NAME
PHP::Strings - Implement some of PHP's string functions.
SYNOPSIS
use PHP::Strings;
my $slashed = addcslashes( $not_escaped, $charlist );
my $clean = strip_tags( $html, '<a><b><i><u>' );
my $unslashed = stripcslashes( '\a\b\f\n\r\xae' );
DESCRIPTION
PHP has many functions. This is one of the main problems with PHP.
People do, however, get used to said functions and when they come to a better designed language they get lost because they have to implement some of these somewhat vapid functions themselves.
So I wrote PHP::Strings
. It implements most of the strings functions of PHP. Those it doesn't implement it describes how to do in native Perl.

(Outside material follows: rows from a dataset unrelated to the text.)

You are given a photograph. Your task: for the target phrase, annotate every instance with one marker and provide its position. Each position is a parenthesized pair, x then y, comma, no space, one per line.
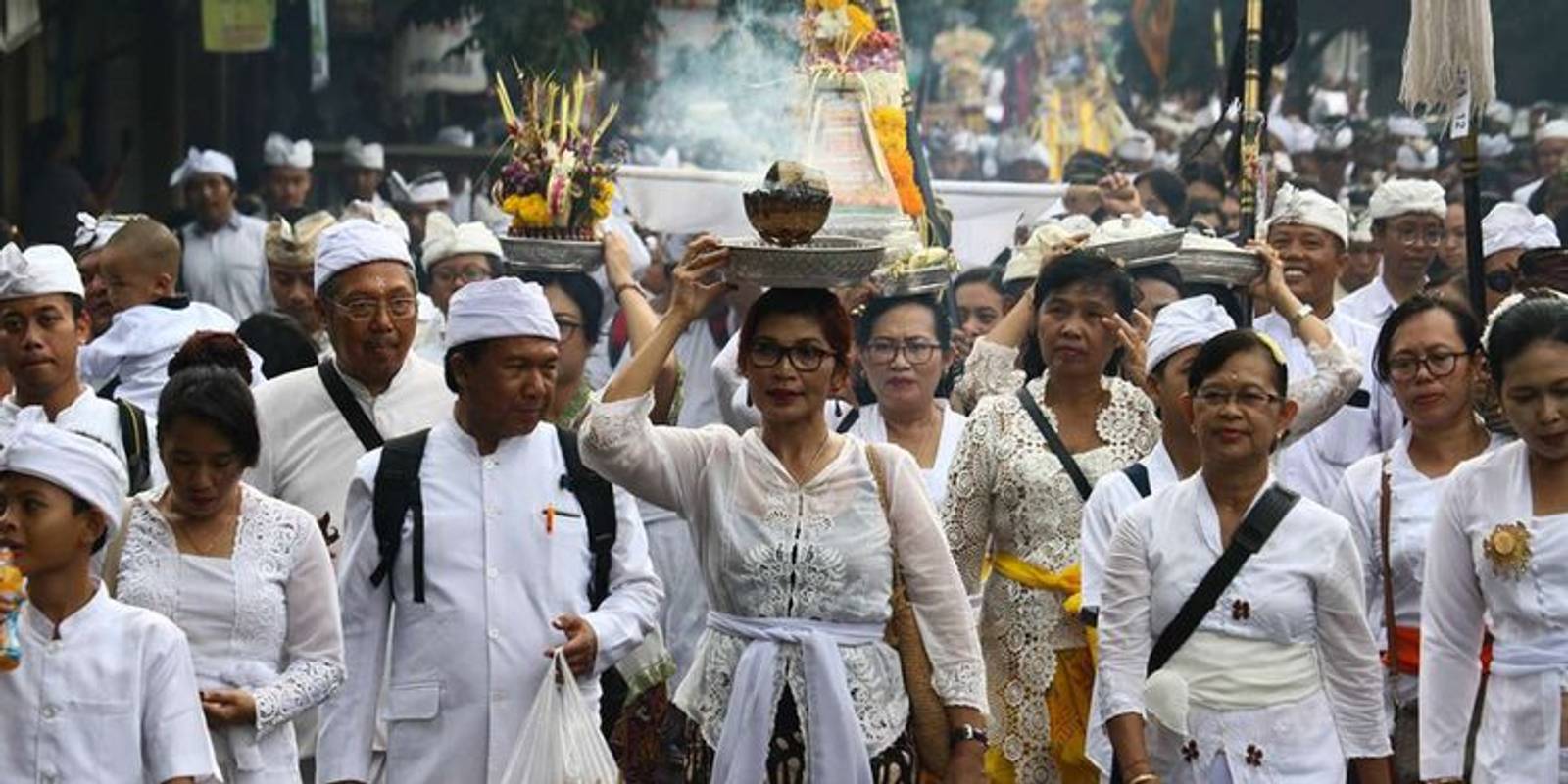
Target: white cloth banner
(687,200)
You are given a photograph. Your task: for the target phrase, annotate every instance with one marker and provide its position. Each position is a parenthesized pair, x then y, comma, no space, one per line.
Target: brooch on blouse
(1509,549)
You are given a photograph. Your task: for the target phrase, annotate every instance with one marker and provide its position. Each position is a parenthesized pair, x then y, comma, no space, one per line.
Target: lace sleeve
(314,643)
(941,606)
(1337,376)
(966,514)
(990,370)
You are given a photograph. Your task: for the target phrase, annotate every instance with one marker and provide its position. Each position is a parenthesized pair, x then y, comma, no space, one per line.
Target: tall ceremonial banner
(237,25)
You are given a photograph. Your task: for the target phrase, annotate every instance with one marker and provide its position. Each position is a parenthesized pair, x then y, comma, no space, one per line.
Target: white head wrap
(1494,146)
(93,232)
(357,242)
(1399,196)
(203,162)
(455,135)
(1407,127)
(1184,323)
(501,308)
(361,156)
(279,151)
(1416,162)
(1556,129)
(1137,148)
(294,243)
(75,463)
(1512,224)
(427,188)
(38,270)
(376,214)
(1308,208)
(446,239)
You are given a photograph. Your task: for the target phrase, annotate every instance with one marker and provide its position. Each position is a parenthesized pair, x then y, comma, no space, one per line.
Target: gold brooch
(1509,549)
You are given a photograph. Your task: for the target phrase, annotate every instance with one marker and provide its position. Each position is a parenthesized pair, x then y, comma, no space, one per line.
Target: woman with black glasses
(1429,353)
(906,344)
(800,533)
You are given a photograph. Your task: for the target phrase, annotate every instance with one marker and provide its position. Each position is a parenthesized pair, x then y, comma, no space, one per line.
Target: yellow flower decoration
(1509,549)
(527,212)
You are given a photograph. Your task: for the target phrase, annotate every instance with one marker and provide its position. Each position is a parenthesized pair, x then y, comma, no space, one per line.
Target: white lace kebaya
(281,642)
(822,551)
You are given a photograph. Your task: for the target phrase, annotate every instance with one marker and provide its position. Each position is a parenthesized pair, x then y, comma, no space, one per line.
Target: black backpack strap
(1256,527)
(1249,538)
(397,493)
(336,389)
(847,423)
(1139,475)
(135,443)
(1054,441)
(596,498)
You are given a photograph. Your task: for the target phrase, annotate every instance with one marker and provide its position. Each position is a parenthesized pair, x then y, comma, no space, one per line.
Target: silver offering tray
(524,255)
(825,263)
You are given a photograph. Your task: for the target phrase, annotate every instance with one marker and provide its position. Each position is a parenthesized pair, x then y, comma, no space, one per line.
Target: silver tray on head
(1144,250)
(530,255)
(825,263)
(927,279)
(1235,269)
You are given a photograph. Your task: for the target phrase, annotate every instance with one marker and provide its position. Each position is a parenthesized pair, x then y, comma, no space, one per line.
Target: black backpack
(397,493)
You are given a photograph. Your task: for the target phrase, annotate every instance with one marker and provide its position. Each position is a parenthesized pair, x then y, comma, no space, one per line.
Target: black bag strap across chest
(1054,441)
(397,494)
(344,399)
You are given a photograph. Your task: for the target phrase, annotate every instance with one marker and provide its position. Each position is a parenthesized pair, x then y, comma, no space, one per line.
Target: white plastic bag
(561,741)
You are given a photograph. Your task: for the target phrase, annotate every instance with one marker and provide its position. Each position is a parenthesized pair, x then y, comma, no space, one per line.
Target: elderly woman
(800,535)
(1176,623)
(1429,353)
(1494,562)
(245,576)
(1016,490)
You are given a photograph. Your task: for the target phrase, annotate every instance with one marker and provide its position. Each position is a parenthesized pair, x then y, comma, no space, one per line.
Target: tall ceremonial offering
(1449,68)
(557,185)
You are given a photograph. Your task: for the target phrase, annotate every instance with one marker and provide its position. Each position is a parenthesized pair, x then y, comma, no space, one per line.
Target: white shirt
(1463,595)
(310,451)
(1366,425)
(140,342)
(1413,506)
(872,428)
(1113,496)
(465,665)
(227,267)
(264,619)
(1371,305)
(1303,587)
(107,697)
(772,548)
(96,417)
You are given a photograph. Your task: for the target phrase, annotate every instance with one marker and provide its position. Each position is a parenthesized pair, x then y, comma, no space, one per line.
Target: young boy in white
(104,692)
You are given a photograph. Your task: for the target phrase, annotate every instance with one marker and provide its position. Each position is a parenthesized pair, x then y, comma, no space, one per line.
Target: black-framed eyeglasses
(1251,399)
(566,328)
(368,310)
(1502,281)
(802,357)
(916,352)
(1439,365)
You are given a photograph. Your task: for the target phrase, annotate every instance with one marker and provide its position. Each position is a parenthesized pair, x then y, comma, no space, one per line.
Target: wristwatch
(968,733)
(1296,318)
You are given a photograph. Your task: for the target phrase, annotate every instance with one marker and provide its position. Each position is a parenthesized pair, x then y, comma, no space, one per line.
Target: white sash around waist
(1534,658)
(1230,673)
(838,747)
(245,674)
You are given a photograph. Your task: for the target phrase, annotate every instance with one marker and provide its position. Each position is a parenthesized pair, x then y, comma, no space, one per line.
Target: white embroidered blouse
(1008,493)
(822,551)
(286,645)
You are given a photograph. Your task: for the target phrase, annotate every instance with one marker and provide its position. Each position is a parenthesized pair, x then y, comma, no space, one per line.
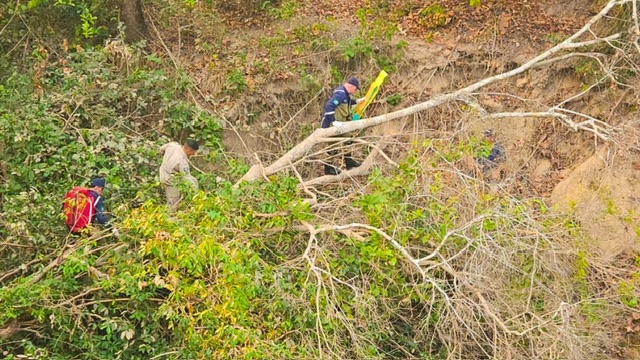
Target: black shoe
(330,170)
(350,163)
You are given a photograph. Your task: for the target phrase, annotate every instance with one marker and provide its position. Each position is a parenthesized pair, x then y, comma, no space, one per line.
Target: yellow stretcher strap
(371,94)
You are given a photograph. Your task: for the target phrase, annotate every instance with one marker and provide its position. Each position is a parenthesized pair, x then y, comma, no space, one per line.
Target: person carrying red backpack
(84,206)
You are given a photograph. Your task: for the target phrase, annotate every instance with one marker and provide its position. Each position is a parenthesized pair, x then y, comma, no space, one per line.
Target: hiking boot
(350,163)
(330,170)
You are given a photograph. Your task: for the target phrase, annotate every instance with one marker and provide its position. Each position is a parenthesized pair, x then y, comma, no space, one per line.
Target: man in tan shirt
(176,161)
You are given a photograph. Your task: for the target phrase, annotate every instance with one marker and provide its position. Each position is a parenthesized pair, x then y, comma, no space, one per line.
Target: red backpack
(79,208)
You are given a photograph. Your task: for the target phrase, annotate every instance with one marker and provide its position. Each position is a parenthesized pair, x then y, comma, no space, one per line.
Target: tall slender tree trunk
(133,18)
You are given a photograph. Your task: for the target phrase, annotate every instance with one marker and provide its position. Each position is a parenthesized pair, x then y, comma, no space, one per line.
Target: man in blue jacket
(496,155)
(96,187)
(336,111)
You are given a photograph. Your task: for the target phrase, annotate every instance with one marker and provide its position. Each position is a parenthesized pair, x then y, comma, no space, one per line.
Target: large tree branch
(303,148)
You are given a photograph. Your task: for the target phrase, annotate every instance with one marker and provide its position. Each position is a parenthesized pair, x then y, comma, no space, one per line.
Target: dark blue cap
(354,82)
(99,182)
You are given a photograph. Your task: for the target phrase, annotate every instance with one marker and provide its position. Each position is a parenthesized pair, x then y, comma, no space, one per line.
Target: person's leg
(173,197)
(349,161)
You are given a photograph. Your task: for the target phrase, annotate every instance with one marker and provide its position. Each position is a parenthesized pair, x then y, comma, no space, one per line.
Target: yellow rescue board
(371,94)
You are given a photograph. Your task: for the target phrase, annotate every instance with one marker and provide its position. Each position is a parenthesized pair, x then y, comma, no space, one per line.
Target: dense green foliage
(423,260)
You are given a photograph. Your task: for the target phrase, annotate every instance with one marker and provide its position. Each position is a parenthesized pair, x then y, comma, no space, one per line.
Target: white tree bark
(465,95)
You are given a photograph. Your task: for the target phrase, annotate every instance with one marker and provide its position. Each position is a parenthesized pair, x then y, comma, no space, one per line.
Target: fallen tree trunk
(599,128)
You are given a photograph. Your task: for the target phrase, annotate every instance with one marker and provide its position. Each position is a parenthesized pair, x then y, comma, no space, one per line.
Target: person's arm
(185,170)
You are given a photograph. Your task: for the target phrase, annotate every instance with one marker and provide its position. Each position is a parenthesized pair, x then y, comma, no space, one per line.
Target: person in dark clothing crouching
(336,111)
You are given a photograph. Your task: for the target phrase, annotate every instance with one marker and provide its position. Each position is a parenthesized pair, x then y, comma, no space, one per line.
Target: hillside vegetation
(419,254)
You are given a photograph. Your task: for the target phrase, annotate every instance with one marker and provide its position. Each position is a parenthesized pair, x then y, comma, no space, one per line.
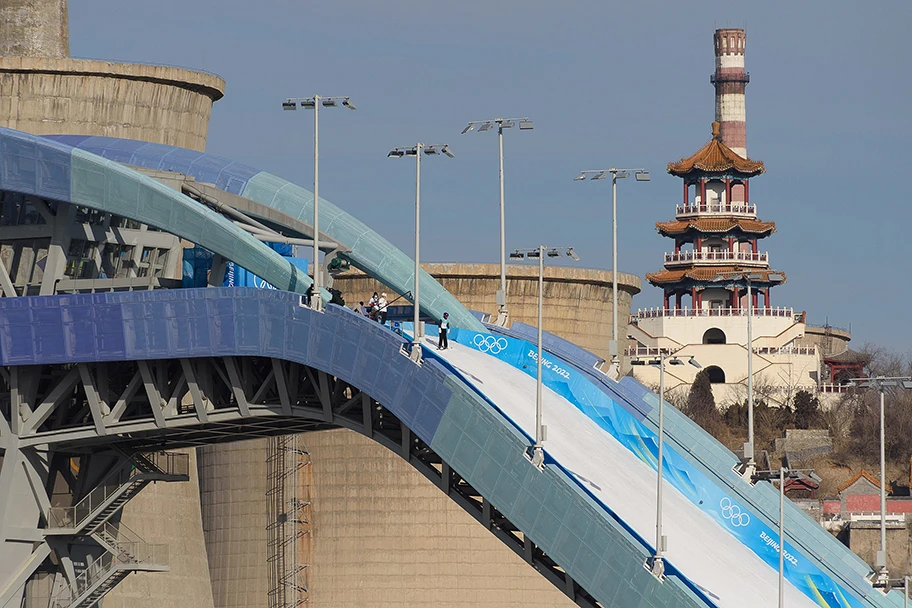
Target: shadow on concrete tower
(46,92)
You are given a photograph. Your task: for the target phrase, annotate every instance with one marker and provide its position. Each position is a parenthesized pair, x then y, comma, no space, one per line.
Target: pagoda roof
(716,157)
(715,224)
(705,274)
(848,356)
(862,474)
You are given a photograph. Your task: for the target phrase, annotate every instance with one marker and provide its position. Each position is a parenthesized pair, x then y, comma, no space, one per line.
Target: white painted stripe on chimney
(731,107)
(730,61)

Any function that would be silly to implement has not been and has been marked as such in this documentation. They will still be exportable, but if you attempt to use said function you will get an error telling you to read these docs.
RELATED READING
"PHP in Contrast to Perl" http://tnx.nl/php.txt
"Experiences of Using PHP in Large Websites" by Aaron Crane, 2002 http://www.ukuug.org/events/linux2002/papers/html/php/
"PHP Annoyances" by Neil de Carteret, 2002 http://n3dst4.com/articles/phpannoyances/
"I hate PHP" by Keith Devens, 2003 http://keithdevens.com/weblog/archive/2003/Aug/13/HATE-PHP
"PHP: A love and hate relationship" by Ivan Ristic, 2002 http://www.webkreator.com/php/community/php-love-and-hate.html
"PHP Sucks" http://czth.net/pH/PHPSucks
Nathan Torkington's "list of PHP's shortcomings" http://nntp.x.perl.org/group/perl.advocacy/1458
ERROR HANDLING
All arguments are checked using Params::Validate. Bad arguments will cause an error to be thrown. If you wish to catch it, use eval
.
Attempts to use functions I've decided to not implement (as distinct from functions that aren't implemented because I've not gotten around to either writing or deciding whether to write) will cause an error displaying the documentation for said function.
EXPORTS
By default, nothing is exported.
Each function and constant can be exported by explicit name.
use PHP::Strings qw( str_pad addcslashes );
To get a function and its associated constants as well, prefix them with a colon:
use PHP::Strings qw( :str_pad );
# This grabs str_pad, STR_PAD_LEFT, STR_PAD_BOTH, STR_PAD_RIGHT.
To export everything:
use PHP::Strings qw( :all );
For more information on what you can add there, consult "Specialised Import Lists" in Exporter.
FUNCTIONS
addcslashes
http://www.php.net/addcslashes
Returns a string with backslashes before characters that are listed in $charlist
.
addslashes
PHP::Strings::addslashes WILL NOT BE IMPLEMENTED.
Returns a string with backslashes before characters that need to be quoted in SQL queries. You should never need this function. I mean, never.
DBI, the standard method of accessing databases with perl, does all this for you. It provides by a quote
method to escape anything, and it provides placeholders and bind values so you don't even have to worry about escaping. In PHP, PEAR DB also provides this facility.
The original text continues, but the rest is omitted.